For the past several weeks, I have been traveling to promote the publication of my book Dreaming of Dixie—a study that explores representations of the South in popular culture up to World War II. Still, even after explaining the book’s time frame, I am regularly asked “What about The Help?” (One woman, more pointedly said “You didn’t even mention The Help!). In other words, what do I think of that book and its representations of the South? The first time it happened, it took me off guard, because I had not read it (yes, it’s true). Instead, I was prepared to discuss the impact of Gone With the Wind. So, I punted and happily recommended Rebecca Sharpless’s fine book Cooking in Other Women’s Kitchens and suggested they read it if they wanted a more historically accurate portrait.

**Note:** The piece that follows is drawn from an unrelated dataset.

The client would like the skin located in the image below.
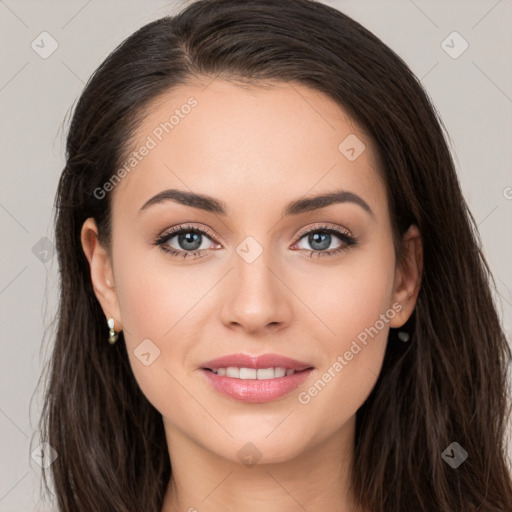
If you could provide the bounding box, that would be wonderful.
[81,79,422,512]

The thing about novels and movies that deal in history is that they so often get it wrong. Gone With the Wind was a good story, and so is The Help, but let’s not kid ourselves that either makes the best history. And yet, the success of a book like The Help means that historians will have to clear up the mistakes made in both the book and the film for a long time to come. (See, for example: An Open Statement to the fans of The Help from the Association of Black Women Historians.)
Still, I was curious as to what some readers of Stockett’s novel had to say. As I write, there are more than 4,800 reviews of the book on Amazon.com, the majority of which are positive. However, there are 261 readers (none who identify as historians) who gave the book less than stellar reviews. It is clear that they, too, are concerned—not only by historical inaccuracies, but also the ways in which the book perpetuates stereotypes, specifically through the use of dialect. As one reader put it (and very well, I might add):
“The way she presents it, the black vernacular becomes both abhorrent and belittling, particularly in that throughout most of the novel, Stockett avoided the use of the southern white vernacular when telling the story in the voice of the two main white characters, ‘Miss’ Skeeter, and ‘Miss’ Hilly.”
This particular remark seemed all too familiar to me, as I had read a similar criticism about Gone With the Wind when it was published. In 1944, Earl Conrad, a vocal critic of Jim Crow, referred to writers who used dialect as “neo-Confederates,” because they used it to infer inferiority. He considered Margaret Mitchell one of the worst offenders, because while she employed black dialect she never once used the nuances of language to illustrate a white southern drawl. That book was published in 1936. Stockett’s book—2009.
Seven decades after the publication of Gone With the Wind, it seems that a novel set in the Jim Crow South could and should move beyond the use of dialect. As Conrad suggested, such writing “Jim Crows” African Americans by relegating them to the status of second-class citizens.
And that’s the “what” about The Help.